Freeing Finances vs. Feeding Fenrir

Scott Sumner notes decreasing hostility to the notion of monetary stimulus on the left, with Martin Wolf’s latest post as Exhibit A:

As you’d expect, Martin Wolf’snew piece in the NYR of Books ends up in a suitably ecumenical fashion:

The right approach to a crisis of this kind is to use everything: policies that strengthen the banking system; policies that increase private sector incentives to invest; expansionary monetary policies; and, last but not least, the government’s capacity to borrow and spend.

But I also see a huge blind spot in Wolf’s piece, which slants the results in a very revealing way.  Wolf provides a blow-by-blow account of how fiscal austerity slowed the recovery after 2010, and provides this graph to illustrate his points:

As Scott explains, the ECB (easily the worst performer of the major central banks) tightened money in 2011, essentially producing the current recession with no fiscal help needed.

While it’s unreservedly good news whenever anyone comes around on monetary policy, Wolf remains one of those more-Keynesian-than-Keynes economists who generally believe the fiscal stimulus of WW II is what ended The Great Depression because GDP rose and unemployment fell — never mind that American living standards declined dramatically because millions of men were conscripted and consumer goods were tightly rationed while we produced lots of GDP-boosting goods useful primarily for killing people and breaking things across Europe, Asia, and the Pacific Rim.

But back to our present dilemma (sufficient unto the day!).  So, let’s all agree that the “austerian” tax hikes were a bad idea — no one on the small-gov’t right ever favors tax hikes anyway. Okay then, what happened to spending? Well, despite furious efforts to obscure the facts by the anti-austerians, spending hasn’t fallen.

So the anti-austerians are left essentially arguing the government should be spending even more borrowed money than the levels that propelled them into insolvency.
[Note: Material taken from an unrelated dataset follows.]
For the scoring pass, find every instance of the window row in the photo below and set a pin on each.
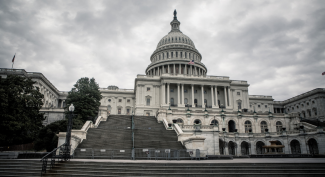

This is not a solution, this is ideology run amok, an attempt to deal with Fenrir’s ominous growth by feeding him yet more, and no one should take these arguments seriously.

Unfortunately, these irrational arguments are popular among the insolvent, where government dependency runs deep.  And that creates a dilemma for the ECB — it’s politically difficult for them to simultaneously bail out the insolvent and run a policy of looser money, because that amounts to allowing the insolvent to print money at the expense of the solvent.  The perverse result: the EU gets a horrible compromise policy under which taxes go up, money stays tight, everyone’s in recession, and insolvent governments get more bailouts.